Galvanisé par Geoffroy-Guichard ? De fou. Tout le monde sait que moi, je ne suis pas un mec qui tremble. J’aime quand ça brûle. Et l’atmosphère était faite pour moi. J’avais toujours ce besoin de rendre la confiance et aussi de me mettre à leur place en me disant : si un supporter portait le maillot, qu’est-ce qu’il ferait sur le terrain ? C’est pour ça que je n’ai jamais compté mes efforts et que je me suis toujours donné à 115 %.
Une ambiance chaude qui m’a marqué à Geoffroy-Guichard ? Le Saint-Étienne - Lyon. Franchement, celle-là, elle était pas mal. Elle était vraiment pas mal."
Yohan Mollo, ex-ASSE : "Sur l’ensemble de la saison, je finis à 8 buts et 13 passes. J’étais à mon prime. J’ai découvert que pour devenir meilleur, il faut jouer avec des joueurs meilleurs. Quand tu joues avec des joueurs plus forts, automatiquement tu deviens plus fort. Tu restes dans ton registre. Tu te préoccupes moins de tes manques. Tu restes dans ta zone et tu fais ce qu’on te demande de faire. Parce que le mec à côté, dans sa zone, il fait son job. Et il le fait à merveille.
L’été 2013 ? Dans ce mercato, je ne sais pas combien d’équipes sont intéressées par moi. Encore une fois, c’est un problème d’argent. Et tu ne maîtrises pas tout. Mais je sais que oui, c’était le meilleur moment pour passer un cap. Il y avait le Bayer Leverkusen, l’Olympiacos, Marseille. Mais on ne vit pas avec des si."
Yohan Mollo, ex-ASSE : "Qu’est-ce que je garde de Saint-Étienne ? Je dirais de l’amour. Pas de la sympathie, mais de l’amour. C’est vraiment un club que je porte dans mon cœur. Je suis Marseillais, mais quand tu vas me demander de choisir entre Marseille et Saint-Étienne, je le dis fort : je prends Saint-Étienne. Je n’ai pas cette fibre marseillaise à toute épreuve. En fait, ça s’est toujours bien passé parce que j’étais dans une période où on avait de bons résultats. Donc ça ne pouvait que bien se passer. Et aussi parce que les supporters voyaient que l’équipe se donnait, qu’il n’y avait pas de regrets. Même quand on perdait, personne ne comptait ses efforts."
Yohan Mollo, ex-ASSE : "Mes amitiés dans le foot ? Il y a Julien Janvier et Joshua Guilavogui. Honnêtement, ces deux-là, jusqu’à la fin de ma vie, ils seront dans mon cœur. Ce sont deux joueurs qui ont répondu présents. Et vu que je suis quelqu’un qui a du cœur, ce sont vraiment ces deux personnes. Dans 10 ans, dans 20 ans, s’ils ont besoin de moi, je serai toujours là. J’ai connu énormément de joueurs, mais ces deux-là, pour moi, sont au-dessus."

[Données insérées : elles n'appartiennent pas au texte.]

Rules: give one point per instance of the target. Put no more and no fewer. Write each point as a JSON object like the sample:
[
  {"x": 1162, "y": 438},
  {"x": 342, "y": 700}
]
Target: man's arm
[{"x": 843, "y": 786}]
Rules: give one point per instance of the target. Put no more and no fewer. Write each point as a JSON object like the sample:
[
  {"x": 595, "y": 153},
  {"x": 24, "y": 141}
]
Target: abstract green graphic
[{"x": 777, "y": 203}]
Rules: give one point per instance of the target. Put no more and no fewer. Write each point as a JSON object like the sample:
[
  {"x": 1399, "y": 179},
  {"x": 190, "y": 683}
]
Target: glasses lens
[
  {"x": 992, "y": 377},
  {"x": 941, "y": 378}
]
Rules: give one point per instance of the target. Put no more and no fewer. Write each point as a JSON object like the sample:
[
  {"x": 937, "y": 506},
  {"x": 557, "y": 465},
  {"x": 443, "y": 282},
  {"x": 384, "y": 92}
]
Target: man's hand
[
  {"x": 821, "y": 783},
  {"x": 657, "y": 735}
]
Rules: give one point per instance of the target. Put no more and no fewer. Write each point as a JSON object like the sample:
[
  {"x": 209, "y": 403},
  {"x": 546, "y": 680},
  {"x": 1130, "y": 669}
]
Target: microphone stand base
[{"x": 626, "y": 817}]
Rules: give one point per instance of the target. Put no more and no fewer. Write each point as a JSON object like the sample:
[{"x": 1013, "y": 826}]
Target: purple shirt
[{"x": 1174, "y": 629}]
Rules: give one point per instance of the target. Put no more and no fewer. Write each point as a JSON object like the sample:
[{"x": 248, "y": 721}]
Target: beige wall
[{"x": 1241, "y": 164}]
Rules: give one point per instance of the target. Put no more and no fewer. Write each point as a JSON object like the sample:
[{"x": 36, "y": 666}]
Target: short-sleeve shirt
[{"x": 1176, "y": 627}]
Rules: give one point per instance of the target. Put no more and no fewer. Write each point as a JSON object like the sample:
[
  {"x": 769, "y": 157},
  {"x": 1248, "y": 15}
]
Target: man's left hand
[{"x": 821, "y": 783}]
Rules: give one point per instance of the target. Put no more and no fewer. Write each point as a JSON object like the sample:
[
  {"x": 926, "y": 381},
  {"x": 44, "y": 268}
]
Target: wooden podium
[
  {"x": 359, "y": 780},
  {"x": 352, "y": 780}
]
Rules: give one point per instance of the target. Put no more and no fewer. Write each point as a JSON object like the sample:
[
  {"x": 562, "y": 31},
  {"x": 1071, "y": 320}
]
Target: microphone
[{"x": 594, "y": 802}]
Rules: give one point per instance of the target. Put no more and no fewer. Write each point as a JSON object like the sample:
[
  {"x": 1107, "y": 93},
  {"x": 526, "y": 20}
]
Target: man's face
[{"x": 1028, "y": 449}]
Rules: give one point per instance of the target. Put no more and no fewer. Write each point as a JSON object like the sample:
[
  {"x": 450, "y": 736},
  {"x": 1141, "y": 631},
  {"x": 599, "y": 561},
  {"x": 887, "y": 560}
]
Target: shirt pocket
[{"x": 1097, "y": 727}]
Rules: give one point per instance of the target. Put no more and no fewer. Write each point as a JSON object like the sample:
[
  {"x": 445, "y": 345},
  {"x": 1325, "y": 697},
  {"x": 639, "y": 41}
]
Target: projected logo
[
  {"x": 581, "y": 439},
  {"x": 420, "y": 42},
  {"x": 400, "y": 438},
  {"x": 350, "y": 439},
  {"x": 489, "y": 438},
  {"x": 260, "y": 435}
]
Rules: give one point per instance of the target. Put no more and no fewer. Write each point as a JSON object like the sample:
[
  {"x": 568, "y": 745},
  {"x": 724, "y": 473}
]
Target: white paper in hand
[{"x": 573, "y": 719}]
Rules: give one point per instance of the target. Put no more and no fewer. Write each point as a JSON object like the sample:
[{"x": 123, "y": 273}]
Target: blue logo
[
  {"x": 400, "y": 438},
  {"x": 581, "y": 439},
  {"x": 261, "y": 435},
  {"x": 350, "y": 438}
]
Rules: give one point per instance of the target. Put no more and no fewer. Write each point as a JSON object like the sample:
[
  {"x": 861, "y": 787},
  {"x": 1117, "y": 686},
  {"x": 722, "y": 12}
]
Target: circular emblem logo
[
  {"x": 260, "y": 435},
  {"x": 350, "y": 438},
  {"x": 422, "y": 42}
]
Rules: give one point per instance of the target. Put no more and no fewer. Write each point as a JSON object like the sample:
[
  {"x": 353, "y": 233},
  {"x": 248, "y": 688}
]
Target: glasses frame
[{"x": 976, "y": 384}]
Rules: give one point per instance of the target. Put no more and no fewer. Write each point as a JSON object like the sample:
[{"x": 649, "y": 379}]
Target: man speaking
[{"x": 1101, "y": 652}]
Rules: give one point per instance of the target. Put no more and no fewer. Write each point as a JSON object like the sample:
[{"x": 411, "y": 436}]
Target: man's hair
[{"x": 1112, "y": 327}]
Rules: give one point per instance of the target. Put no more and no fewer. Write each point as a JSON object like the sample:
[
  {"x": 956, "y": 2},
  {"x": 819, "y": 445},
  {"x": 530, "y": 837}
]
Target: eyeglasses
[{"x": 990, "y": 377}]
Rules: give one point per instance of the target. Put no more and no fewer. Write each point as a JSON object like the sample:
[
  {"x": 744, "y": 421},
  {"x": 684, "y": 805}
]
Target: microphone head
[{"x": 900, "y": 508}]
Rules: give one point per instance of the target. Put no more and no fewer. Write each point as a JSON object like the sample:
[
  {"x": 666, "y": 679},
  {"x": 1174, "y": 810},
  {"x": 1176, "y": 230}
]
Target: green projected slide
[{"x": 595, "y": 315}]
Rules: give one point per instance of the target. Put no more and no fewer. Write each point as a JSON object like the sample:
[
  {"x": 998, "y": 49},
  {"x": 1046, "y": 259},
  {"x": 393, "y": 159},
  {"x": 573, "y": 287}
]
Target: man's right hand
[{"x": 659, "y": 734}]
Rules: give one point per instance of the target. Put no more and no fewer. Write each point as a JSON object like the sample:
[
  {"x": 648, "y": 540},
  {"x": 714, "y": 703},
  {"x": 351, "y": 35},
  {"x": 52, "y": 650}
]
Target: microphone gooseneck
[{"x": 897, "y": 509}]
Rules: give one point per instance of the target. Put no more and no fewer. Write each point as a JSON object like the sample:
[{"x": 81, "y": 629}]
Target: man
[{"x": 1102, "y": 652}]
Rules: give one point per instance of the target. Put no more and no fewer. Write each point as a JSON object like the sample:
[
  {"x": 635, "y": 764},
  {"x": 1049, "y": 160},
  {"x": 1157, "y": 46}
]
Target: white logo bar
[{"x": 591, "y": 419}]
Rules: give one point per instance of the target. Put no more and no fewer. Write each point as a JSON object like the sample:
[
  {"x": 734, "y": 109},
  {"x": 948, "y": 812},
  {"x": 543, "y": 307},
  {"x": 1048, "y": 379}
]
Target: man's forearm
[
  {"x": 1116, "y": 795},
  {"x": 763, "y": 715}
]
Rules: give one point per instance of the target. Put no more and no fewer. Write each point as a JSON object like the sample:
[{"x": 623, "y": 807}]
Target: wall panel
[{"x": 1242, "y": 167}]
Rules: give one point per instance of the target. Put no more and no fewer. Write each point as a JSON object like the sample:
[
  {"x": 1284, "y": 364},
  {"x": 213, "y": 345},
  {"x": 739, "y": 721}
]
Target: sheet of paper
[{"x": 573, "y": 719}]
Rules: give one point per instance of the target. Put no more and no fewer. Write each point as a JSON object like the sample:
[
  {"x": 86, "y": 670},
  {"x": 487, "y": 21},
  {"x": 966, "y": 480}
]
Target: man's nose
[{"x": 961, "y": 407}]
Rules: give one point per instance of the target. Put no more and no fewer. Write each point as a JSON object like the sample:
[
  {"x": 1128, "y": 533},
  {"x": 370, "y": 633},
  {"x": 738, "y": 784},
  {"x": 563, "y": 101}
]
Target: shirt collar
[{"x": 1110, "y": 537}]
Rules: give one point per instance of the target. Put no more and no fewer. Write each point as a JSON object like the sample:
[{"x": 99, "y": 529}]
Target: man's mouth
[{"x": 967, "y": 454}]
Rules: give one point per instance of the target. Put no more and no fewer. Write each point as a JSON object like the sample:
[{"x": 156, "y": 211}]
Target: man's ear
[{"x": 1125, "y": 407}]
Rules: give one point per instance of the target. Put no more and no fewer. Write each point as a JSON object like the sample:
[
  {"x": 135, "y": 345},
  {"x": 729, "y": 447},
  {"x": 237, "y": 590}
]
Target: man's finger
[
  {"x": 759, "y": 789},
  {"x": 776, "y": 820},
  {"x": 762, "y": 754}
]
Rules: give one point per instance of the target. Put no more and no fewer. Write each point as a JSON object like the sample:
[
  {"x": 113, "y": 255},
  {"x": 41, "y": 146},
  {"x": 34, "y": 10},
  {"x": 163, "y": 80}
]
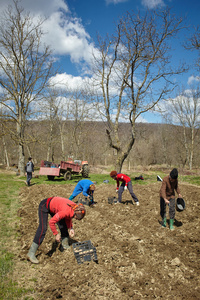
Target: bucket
[{"x": 180, "y": 204}]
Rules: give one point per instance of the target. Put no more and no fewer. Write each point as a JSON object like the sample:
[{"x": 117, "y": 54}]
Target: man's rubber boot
[
  {"x": 164, "y": 222},
  {"x": 31, "y": 253},
  {"x": 171, "y": 223},
  {"x": 65, "y": 243}
]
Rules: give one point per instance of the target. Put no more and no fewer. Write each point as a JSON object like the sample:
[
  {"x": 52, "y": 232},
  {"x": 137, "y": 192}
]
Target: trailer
[{"x": 65, "y": 169}]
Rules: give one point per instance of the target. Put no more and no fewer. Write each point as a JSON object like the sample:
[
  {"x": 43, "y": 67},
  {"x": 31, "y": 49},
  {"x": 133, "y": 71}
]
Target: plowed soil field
[{"x": 137, "y": 259}]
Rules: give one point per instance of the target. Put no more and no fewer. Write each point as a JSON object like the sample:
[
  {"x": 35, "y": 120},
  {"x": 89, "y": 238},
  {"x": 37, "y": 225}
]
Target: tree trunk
[{"x": 6, "y": 153}]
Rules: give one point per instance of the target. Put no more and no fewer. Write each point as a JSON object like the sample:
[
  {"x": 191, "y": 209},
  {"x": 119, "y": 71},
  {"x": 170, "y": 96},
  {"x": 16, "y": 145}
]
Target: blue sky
[{"x": 72, "y": 27}]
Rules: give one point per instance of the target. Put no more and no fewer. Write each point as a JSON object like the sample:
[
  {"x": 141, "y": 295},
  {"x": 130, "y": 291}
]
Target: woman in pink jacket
[
  {"x": 126, "y": 184},
  {"x": 62, "y": 211}
]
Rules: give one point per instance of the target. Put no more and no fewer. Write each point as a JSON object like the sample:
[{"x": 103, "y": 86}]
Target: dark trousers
[
  {"x": 43, "y": 212},
  {"x": 130, "y": 188},
  {"x": 28, "y": 177},
  {"x": 171, "y": 208}
]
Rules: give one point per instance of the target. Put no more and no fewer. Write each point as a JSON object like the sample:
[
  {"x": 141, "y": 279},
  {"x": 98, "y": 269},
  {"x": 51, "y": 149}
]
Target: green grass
[
  {"x": 100, "y": 178},
  {"x": 9, "y": 205}
]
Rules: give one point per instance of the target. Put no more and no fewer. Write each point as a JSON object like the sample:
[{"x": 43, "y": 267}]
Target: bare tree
[
  {"x": 133, "y": 72},
  {"x": 25, "y": 68},
  {"x": 193, "y": 43}
]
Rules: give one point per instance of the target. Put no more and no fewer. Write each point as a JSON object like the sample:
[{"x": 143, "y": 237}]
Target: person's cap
[
  {"x": 174, "y": 174},
  {"x": 80, "y": 211},
  {"x": 113, "y": 173}
]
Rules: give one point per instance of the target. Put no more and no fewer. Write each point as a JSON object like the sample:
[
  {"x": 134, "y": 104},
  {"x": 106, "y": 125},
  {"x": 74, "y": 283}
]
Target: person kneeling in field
[
  {"x": 126, "y": 184},
  {"x": 167, "y": 197},
  {"x": 62, "y": 211}
]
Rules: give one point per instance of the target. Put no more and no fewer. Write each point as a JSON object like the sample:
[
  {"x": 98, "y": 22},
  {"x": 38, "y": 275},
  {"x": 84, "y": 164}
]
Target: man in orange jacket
[
  {"x": 62, "y": 211},
  {"x": 126, "y": 184}
]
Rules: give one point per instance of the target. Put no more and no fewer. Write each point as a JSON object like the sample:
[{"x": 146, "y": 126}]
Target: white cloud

Yohan Mollo, ex-ASSE : "Allan Saint-Maximin ? Aujourd’hui, c’est un père de famille. Il a pris du plomb dans la tête. Aujourd’hui, il fait les choses bien et je lui souhaite énormément de bonheur. C’est juste qu’au début, quand il est arrivé à Saint-Étienne, il avait des codes différents des nôtres. Je pense que ça a marqué le début d’une nouvelle génération. Pour nous, d’une génération d’avant, c’était perçu différemment. Aujourd’hui, franchement, je suis très content de sa réussite. Très content de ce qu’il a fait dans le football. Je lui souhaite énormément de bonheur et j’espère qu’il partagera son expérience et sa bienveillance avec la génération d’après."